Going, Going, Gone: Online Auctions and Wire Transfers a Risk

August 11, 2008

The popularity of internet auction sites can sometimes lead shoppers on a pathway to fraud. The Better Business Bureau says that buyers can reduce their financial risk when they are shopping on Internet auctions by not using wire transfers to pay for their goods.

“Internet auction sites give buyers access to everything under the sun. And while the vast majority of people are thrilled with their purchases, others have learned that transactions between buyers and sellers can be risky,” says Lynda Pasacreta, BBB President and CEO.

Wire transfers can be useful when you want to send funds to someone you know or trust — but they are not appropriate when you are doing business with a stranger.

Wiring money to buy an item from an Internet auction site — either through a money transmitter or directly to someone’s bank account — can lose you money with little or no recourse regain it.

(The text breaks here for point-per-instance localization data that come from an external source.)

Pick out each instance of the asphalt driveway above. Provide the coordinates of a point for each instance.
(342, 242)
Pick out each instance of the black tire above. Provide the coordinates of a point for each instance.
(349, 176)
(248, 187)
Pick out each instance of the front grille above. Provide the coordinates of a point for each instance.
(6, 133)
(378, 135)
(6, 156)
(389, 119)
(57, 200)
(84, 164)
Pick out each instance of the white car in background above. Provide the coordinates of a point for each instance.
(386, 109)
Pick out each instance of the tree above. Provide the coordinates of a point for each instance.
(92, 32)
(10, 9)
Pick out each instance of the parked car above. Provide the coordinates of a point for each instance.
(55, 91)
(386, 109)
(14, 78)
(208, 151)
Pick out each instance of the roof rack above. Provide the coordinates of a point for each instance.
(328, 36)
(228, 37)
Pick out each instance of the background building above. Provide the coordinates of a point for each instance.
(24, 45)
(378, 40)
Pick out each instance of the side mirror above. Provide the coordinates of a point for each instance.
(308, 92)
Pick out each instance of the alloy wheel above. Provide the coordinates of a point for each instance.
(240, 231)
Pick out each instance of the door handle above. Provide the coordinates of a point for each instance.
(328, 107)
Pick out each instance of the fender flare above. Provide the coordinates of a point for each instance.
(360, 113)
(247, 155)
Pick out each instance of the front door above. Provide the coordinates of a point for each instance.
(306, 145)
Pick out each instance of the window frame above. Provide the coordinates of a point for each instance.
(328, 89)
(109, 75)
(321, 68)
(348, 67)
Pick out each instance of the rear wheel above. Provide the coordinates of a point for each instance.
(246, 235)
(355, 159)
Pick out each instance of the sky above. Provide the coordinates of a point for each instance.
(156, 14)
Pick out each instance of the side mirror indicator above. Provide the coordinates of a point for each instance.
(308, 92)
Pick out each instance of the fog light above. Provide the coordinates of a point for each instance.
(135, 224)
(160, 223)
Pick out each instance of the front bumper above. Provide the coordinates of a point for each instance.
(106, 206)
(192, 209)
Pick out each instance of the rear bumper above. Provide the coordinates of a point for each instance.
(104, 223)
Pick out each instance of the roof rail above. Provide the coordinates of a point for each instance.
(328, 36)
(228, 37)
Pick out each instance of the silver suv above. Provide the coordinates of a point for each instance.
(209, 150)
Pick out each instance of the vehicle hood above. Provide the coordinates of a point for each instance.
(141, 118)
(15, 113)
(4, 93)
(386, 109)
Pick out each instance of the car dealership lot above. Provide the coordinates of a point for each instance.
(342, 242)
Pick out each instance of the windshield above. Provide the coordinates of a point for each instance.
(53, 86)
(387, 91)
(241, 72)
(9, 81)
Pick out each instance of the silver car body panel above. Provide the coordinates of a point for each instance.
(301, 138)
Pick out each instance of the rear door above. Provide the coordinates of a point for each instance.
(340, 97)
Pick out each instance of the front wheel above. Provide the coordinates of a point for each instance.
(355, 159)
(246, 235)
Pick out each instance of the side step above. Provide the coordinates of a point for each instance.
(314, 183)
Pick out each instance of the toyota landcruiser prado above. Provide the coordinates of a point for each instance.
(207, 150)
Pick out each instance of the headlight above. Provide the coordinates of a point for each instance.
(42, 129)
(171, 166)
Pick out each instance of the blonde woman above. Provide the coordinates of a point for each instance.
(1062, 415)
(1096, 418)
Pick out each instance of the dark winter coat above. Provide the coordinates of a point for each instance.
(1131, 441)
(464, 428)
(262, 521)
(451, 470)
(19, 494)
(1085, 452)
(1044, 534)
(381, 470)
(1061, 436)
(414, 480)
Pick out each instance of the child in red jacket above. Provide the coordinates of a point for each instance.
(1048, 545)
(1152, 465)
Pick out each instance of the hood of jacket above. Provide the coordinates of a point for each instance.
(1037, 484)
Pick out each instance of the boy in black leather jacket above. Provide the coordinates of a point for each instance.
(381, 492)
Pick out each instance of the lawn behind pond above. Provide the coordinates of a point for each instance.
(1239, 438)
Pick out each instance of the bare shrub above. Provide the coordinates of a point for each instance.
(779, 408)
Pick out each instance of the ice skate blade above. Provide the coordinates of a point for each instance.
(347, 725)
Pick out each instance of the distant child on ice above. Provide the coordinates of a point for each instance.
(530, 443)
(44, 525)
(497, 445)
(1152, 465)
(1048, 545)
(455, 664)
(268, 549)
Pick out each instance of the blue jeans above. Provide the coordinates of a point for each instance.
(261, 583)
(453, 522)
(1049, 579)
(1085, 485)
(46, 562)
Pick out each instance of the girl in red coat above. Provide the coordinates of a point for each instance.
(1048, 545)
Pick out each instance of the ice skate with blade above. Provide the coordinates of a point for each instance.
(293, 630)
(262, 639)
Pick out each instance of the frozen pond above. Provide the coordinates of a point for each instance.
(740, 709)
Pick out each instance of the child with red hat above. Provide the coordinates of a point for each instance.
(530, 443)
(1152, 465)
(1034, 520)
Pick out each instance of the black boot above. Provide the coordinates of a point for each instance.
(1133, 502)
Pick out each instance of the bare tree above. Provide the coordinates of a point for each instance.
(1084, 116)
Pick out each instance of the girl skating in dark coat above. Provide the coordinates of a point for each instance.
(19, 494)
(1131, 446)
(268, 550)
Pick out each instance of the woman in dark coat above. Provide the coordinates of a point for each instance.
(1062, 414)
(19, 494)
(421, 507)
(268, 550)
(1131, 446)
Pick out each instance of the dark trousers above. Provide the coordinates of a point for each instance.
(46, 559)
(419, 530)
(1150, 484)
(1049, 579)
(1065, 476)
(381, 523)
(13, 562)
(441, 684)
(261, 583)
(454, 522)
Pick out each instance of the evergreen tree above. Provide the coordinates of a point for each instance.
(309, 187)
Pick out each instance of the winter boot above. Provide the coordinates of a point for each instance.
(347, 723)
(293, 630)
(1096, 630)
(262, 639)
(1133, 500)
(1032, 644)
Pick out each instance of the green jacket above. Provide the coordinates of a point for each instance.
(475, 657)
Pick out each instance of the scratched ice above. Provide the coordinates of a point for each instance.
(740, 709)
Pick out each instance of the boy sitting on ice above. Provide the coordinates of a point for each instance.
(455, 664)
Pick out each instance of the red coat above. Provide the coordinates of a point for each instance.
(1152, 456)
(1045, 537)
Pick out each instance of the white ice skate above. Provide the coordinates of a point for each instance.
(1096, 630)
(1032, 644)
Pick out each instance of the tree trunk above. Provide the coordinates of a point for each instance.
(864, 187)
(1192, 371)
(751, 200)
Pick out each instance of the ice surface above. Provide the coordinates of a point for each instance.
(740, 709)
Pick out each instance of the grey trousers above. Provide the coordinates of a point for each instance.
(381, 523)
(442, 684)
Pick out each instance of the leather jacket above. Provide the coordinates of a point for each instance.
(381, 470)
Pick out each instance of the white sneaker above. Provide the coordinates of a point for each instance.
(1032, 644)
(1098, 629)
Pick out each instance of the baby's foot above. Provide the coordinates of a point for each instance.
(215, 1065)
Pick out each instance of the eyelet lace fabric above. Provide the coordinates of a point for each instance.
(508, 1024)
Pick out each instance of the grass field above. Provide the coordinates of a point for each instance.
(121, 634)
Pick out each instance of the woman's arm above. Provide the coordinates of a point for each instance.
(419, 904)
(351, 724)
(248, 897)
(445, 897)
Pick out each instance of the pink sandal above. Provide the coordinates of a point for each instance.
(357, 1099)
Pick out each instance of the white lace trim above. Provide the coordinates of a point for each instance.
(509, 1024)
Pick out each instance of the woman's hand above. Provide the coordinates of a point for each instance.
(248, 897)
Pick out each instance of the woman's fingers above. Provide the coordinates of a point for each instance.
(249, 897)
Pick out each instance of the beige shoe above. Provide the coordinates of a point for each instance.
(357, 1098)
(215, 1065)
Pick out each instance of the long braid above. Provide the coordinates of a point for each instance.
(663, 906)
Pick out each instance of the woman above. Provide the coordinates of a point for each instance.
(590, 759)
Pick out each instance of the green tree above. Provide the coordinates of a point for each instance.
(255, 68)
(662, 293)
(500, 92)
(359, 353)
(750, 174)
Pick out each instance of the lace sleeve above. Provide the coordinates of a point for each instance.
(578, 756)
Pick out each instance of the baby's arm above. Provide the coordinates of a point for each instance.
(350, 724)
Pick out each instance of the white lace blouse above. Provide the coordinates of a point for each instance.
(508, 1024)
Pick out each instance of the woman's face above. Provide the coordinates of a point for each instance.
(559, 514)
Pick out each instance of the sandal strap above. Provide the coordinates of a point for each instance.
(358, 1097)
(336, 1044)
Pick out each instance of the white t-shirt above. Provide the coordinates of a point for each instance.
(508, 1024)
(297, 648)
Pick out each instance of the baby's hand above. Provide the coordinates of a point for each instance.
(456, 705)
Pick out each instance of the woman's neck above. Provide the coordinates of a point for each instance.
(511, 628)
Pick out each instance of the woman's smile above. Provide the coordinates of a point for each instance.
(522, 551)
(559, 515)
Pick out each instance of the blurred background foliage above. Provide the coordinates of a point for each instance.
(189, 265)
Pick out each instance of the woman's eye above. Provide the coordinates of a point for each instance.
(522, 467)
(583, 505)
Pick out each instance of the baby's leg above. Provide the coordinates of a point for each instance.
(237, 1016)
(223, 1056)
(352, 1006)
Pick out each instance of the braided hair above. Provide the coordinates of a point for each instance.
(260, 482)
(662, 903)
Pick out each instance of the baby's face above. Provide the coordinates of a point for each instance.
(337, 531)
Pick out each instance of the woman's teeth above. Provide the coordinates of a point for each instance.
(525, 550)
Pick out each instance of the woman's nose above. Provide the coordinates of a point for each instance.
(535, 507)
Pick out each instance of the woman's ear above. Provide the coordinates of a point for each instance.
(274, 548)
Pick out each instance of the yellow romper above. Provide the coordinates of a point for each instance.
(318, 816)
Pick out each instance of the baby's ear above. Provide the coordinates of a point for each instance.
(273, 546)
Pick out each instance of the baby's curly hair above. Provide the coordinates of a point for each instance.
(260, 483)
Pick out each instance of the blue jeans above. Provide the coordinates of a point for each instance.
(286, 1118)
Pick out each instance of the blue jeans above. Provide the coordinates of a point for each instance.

Be suspicious of sellers who insist on cash wire transfers as the only form of payment they will accept. Ask to use another method of payment. If the seller insists on a cash wire transfer, it’s wise to call off the transaction.

Scamsters often use a number of deceptive tricks to get online buyers to use a wire service. Here is a common one:

“Second Chance Offers” Scam artists pretending to be legitimate sellers will make a “second chance offer” to losing bidders. The fraudster wants to “lure” the losing bidder off the auction site in an attempt to get him or her to wire funds. The scammer sends a message that claims to be from the auction site telling the buyer to wire payment. It looks real, but it’s a fake.

Other trick lines to get unsuspecting buyers to wire funds:

“Our credit card account (online payment service) is having technical difficulties.”
“We’ve had problems in the past with buyers who pay with online payment services.”
“We’ll provide insurance for your wire transfer.”
“We’ll pay the fee for the wire transfer.”

Safer Payment Alternatives
Credit cards are safest. Some sellers limit the types of payment they accept; many post that information on their auction listings.

Online payment services offer some protections; look for them in the terms and conditions section of their websites. Make sure that you are using an independent third party site. Some scam artists will set up a bogus site to appear legitimate.

If you suspect an online auction transaction is fraudulent, report it to Reporting Economic Crime Online at www.recol.ca.